AL-Qur’an dan Toleransi
Jika dengan mempelajari al-Qur’an malah membuat terbatas dengan perkara berjihad secara marah-marah bukan ramah, dengan kekerasan bukan rangkulan, menyembelih manusia yang tidak sepaham ataupun menegakkan agama dengan darah. Maka kita pahami premis manusia manapun akan mengarah kepada Islam merupakan agama yang keras.
Mau salah atau benar pun suatu aliran, diterima atau tidak ibadahnya, tentu bukan menjadi kuasa kita untuk menentukan. Menjadi manusia tidak perlu mengambil alih tugas Tuhan, biarkan itu menjadi ketentuan Tuhan. Bukankah iblis dilempar kedalam neraka karena dia merasa paling beriman dan sombong terhadap ciptaan Allah yang berbeda?
Toleransi bukan berarti perkara yang membuat kita terpaksa untuk melakukan hal-hal yang tidak dikehendaki. Melainkan toleransi yang sesungguhnya berarti manusia berhak melakukan tindakan yang sesuai dengan keyakinannya masing-masing. Disisi lain, sebagai umat Islam sudah menjadi peran kita untuk menghormati kepercayaan orang lain. Islam tidak pernah memaksakan umat lain untuk melepas atribut keagamaan yang berbeda keyakinan.
Bukankah hal tersebut sudah terpampang jelas didalam al-Qur’an ketika Allah menurunkan ayat yang begitu humanis لَآ إِكْرَاهَ فِى ٱلدِّينِ “tidak ada paksaan untuk memasuki agama Islam“. Kemudian sebagaimana yang termaktub dalam kitab al-Qurthubi yang berjudul Al-Jami’ liahkam al-Qur’an wa al-Mubayyin Lima Tadhammanahu Min as-Sunnah wa Ayi al-Furqan. Allah menurunkan surat Al-Kafirun sebagai ayat yang menjelaskan tentang hakikat toleransi dalam menerima berbagai perbedaan dan berkomitmen terhadap agama yang dipilihnya masing-masing.
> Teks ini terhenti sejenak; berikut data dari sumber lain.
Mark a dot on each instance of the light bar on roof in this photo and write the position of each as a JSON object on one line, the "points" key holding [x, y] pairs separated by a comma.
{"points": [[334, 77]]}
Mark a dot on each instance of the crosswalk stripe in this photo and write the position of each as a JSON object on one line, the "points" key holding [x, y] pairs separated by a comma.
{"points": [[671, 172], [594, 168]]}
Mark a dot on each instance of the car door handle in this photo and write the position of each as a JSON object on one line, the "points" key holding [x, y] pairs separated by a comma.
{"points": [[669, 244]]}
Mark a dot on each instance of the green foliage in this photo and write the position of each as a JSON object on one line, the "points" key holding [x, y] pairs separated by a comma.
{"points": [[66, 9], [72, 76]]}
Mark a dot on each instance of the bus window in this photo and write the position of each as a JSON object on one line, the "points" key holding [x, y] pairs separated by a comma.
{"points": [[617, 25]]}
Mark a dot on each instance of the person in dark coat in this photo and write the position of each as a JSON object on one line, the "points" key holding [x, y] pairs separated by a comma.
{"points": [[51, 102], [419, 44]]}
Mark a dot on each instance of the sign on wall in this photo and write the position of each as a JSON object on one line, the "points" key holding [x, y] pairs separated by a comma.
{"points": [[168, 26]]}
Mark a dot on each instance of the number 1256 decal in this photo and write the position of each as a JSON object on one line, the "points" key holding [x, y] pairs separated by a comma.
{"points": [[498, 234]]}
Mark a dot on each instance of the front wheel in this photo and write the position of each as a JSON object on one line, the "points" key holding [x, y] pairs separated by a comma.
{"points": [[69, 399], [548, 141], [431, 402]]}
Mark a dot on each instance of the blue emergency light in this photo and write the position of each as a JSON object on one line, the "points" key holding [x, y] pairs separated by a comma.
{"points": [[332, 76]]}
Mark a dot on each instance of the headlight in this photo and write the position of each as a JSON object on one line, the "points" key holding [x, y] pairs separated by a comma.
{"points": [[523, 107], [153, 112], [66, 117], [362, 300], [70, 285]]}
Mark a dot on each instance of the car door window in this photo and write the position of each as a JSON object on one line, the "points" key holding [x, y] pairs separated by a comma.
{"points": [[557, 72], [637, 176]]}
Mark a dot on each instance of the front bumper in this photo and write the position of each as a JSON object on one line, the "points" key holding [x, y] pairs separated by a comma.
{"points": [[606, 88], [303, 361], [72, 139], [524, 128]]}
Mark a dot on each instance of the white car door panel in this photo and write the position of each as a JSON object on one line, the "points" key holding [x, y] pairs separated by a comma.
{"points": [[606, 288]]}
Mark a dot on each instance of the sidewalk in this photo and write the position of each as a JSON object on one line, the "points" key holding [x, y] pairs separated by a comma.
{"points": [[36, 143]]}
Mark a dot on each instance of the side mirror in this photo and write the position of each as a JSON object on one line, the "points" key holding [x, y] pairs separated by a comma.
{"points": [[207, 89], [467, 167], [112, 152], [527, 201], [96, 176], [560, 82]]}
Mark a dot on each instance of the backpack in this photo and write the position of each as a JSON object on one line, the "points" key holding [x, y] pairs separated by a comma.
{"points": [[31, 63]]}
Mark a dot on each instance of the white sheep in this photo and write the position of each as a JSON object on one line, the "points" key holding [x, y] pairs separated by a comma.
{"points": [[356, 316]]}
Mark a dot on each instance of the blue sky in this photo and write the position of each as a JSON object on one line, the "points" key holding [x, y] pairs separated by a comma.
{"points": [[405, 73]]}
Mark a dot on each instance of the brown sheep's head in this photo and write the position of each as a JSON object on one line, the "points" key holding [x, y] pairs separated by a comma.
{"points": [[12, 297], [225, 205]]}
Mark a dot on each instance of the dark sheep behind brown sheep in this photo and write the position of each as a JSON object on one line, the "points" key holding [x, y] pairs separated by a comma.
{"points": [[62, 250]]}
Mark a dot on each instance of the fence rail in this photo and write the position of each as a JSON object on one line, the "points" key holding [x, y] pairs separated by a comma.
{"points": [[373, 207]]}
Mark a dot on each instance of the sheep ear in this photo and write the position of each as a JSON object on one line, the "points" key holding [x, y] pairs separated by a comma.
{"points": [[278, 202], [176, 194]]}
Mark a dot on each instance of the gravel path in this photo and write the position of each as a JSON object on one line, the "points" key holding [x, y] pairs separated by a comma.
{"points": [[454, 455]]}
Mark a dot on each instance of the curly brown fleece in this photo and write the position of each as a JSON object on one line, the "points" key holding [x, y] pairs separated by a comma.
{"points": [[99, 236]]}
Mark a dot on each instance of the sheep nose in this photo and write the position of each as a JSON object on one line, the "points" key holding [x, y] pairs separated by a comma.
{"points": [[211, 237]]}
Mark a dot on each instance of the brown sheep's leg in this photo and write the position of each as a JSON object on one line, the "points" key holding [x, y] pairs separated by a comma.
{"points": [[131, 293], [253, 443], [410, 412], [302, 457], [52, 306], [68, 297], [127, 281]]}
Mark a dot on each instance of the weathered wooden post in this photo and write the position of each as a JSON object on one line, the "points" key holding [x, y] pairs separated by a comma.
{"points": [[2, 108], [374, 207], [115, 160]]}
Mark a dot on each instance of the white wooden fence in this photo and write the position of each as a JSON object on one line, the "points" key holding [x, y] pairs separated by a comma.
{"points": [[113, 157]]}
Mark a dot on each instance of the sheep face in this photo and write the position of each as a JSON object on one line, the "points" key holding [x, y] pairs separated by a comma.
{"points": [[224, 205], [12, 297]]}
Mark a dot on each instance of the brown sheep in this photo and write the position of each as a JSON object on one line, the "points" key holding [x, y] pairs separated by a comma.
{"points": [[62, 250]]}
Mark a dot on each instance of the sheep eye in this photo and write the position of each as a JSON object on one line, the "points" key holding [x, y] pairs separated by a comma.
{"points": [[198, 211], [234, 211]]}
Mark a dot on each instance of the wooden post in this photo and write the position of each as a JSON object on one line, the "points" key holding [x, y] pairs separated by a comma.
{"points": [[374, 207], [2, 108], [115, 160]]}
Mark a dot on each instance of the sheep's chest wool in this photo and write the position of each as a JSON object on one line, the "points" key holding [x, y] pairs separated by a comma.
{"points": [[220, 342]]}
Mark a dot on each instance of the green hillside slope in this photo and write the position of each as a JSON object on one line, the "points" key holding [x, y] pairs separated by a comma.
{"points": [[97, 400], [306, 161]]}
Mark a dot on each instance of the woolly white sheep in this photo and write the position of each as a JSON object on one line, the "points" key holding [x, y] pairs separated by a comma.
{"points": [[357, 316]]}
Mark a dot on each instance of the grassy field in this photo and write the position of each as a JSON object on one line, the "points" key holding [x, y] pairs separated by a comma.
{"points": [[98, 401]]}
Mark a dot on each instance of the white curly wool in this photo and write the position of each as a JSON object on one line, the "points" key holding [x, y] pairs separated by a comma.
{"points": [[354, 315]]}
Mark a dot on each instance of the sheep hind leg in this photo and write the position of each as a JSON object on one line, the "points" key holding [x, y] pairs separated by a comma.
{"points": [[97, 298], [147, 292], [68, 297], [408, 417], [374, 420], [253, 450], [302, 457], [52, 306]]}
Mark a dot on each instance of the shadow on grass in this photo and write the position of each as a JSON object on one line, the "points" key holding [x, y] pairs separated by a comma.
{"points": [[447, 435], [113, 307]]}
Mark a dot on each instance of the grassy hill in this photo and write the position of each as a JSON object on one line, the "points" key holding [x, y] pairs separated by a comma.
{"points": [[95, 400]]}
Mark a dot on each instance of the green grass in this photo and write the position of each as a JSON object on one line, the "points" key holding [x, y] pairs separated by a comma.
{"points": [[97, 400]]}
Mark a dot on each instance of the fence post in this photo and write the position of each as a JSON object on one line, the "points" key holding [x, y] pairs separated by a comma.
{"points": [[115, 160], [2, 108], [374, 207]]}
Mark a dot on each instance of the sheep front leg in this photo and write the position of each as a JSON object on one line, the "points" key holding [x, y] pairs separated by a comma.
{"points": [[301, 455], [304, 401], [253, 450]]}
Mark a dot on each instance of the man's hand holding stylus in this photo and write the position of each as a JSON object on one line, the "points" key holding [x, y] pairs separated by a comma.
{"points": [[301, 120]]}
Makna penting yang harus digaris bawahi, terutama untuk kaum yang bersumbu pendek. Bahwa surat tersebut menjelaskan kepada semua penganut semua agama untuk memahami pentingnya bertoleransi sekaligus Islam tidak melarang untuk menerapkan sikap saling berhubungan baik kepada agama yang lain.
Apa yang Harus Kita Pahami?
Sudah saat nya kita sadar dan pahami untuk menolak berbagai bentuk penggambaran dualisme yang terlalu ekstrim dalam menentukan hitam-putih dan salah-benarnya seseorang. Apapun permasalahan yang terjadi dalam keberagaman maka sepatutnya untuk diselesaikan dengan dialog bukan olok-olok.
Namun mirisnya, kebanyakan yang terjadi pada zaman sekarang, cara yang ditempuh bukan dengan dialog melainkan dengan metode pemaksaan. Takfiri misalnya, kebanyakan para ahli agama tidak sabar dalam mendengarkan pandangan orang lain dan kemudian orang lain dipaksa untuk meyakini pendapatnya bahkan cara “pembungkaman” sering digunakan yang berakhir pada kekerasan.
Padahal agama Islam sangat menjunjung tinggi dialog. Bukankah dialog juga merupakan bagian dari metode al-Qur’an?. Kita dapat melihat berapa banyak ayat al-Qur’an yang menunjukkan bahwa Islam itu “دين الحوار ” Sebagai agama yang menegakkan konsep dialog. Maka sudah seyogyanya ayat al-Qur’an digunakan untuk pembuka dialog bukan untuk menghentikan dialog.
Bahkan nabi SAW pun pernah menyusun Piagam Madinah yang isinya toleransi. Ketika ada permasalahan diantara kaum muhajirin dan ansor maka Nabi SAW selesaikan dengan dialog yang sesuai dengan peraturan tertulis pada Piagam Madinah. Maka jika kita masih menunjukkan kebencian secara terbuka, mengolok-olok yang tidak sependapat, seolah-olah itu merupakan hal yang benar dan berpahala, lantas agama siapa yang anda anut?